The more expensive the watch, the harder it is to procure spare parts, and higher the cost of repair

Watching Dirghamuni work on a timepiece is enthralling. You hand him a watch and tell him what you think is wrong with it (although sometimes what you think is wrong isn't actually the issue, and it doesn't take Dirghamuni too long to figure out what actually is). He'll grab his eyeglass and place it over his right eye, using it to examine the timepiece. Then he'll grab his tweezers (or miniature screwdrivers, depending on the watch casing) and dive into the workings of the watch. "It's weird, but the moment I start working on a watch, something in me automatically shuts out the world outside, allowing me to fully focus on the task at hand," says Dirghamuni. "It's a peaceful space to be in; I feel like there's no one else in the world—just me, my tools and the watch I'm working on. And when I'm finally done with repairing a watch, I look up and it finally hits me—the amount of time that has passed, the number of people walking up and down the street outside and the noise they're making."

No matter how long a repair takes, Dirghamuni sits patiently, cross-legged with his back straight.

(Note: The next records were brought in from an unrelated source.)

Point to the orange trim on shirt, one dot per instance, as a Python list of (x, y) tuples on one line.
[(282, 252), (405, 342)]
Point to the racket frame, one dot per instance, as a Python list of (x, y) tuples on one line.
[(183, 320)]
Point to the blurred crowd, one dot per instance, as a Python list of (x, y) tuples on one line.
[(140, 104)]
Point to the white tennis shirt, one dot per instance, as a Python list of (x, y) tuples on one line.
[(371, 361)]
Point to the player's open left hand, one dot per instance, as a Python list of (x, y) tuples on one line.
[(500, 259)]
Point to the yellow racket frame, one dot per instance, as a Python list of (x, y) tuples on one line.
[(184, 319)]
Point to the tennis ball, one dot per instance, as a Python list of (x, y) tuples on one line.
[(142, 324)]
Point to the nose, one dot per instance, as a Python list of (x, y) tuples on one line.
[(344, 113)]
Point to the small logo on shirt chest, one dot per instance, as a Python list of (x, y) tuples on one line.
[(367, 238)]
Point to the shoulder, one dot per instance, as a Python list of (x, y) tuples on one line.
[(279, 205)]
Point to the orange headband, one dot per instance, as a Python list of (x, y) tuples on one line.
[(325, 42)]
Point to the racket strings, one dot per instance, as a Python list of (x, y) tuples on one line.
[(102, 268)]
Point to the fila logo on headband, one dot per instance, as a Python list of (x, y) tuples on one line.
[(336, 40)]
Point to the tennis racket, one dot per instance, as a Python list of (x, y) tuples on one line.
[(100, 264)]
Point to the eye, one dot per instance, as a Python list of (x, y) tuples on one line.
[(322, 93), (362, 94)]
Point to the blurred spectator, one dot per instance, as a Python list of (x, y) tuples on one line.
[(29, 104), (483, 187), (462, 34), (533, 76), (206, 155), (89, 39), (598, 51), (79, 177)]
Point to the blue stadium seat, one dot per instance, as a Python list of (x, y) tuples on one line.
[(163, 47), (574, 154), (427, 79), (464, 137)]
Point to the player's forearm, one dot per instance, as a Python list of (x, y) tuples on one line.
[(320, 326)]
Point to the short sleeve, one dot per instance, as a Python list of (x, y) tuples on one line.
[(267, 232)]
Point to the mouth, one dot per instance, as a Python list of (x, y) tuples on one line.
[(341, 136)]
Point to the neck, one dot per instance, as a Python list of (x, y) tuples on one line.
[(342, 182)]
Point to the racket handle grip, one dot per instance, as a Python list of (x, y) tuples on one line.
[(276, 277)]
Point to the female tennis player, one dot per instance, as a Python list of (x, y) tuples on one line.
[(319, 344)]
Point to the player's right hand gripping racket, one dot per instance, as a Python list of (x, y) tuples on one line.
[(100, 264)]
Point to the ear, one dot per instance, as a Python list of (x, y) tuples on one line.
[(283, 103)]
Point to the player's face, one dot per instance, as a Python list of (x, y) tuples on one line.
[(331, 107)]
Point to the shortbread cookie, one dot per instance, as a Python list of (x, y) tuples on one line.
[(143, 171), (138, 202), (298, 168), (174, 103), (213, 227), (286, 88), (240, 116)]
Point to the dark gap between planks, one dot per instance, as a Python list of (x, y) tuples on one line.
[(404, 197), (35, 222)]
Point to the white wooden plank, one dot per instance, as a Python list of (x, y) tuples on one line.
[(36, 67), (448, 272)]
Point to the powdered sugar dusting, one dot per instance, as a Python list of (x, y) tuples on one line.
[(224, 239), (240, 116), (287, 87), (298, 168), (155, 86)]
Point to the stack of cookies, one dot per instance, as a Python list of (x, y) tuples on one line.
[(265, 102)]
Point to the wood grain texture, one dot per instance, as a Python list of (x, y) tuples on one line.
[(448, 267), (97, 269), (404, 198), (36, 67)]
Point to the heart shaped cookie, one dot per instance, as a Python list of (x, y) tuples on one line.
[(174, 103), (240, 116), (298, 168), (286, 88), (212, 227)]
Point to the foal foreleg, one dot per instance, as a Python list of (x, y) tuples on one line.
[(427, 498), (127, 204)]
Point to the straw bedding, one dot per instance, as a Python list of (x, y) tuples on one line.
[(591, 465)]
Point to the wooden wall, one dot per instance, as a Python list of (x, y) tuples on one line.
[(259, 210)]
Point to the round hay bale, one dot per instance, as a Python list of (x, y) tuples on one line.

He works from 8 am to 12 noon, followed by a three-hour lunch and rest break, and resumes his work at 3 pm and works till 7 pm. Throughout the duration of his time at the shop, Dirghamuni doesn't eat or drink anything, and as a result, he doesn't get any nature calls during those hours. And that's important to Dirghamuni, as he runs the shop all by himself, because of which he cannot leave his shop unattended. "I'm glad that my body has been cooperating even at this age, and I think I'll stick to watch-repairing for a few more years," says Dirghamuni. Currently, he is one of the few people left in Patan who fixes timepieces for a living. "Around 40 years ago, there were around 10 watchmakers in Lalitpur—some in Lagankhel and some in Pulchowk, among other places," he says. "But in another, say 10 years, judging from how things are looking, this craft might not survive."

Dirghamuni's shop, although nameless and small, is easily the most sought-after repair shop in the area. Dirghamuni sees anywhere from 20 to 40 (or more) customers a day. "I feel like it's my dedication to the craft and my honest work that makes people trust me with their timepieces," he says. "A timepiece-restorer also needs to be gutsy. It might look like I'm just poking little bits and pieces of a watch with a tweezer, but there's a certain level of confidence that's needed to do what I do. You have to dive in and be sure about what you are doing. And I think that's all there is to being successful in any profession."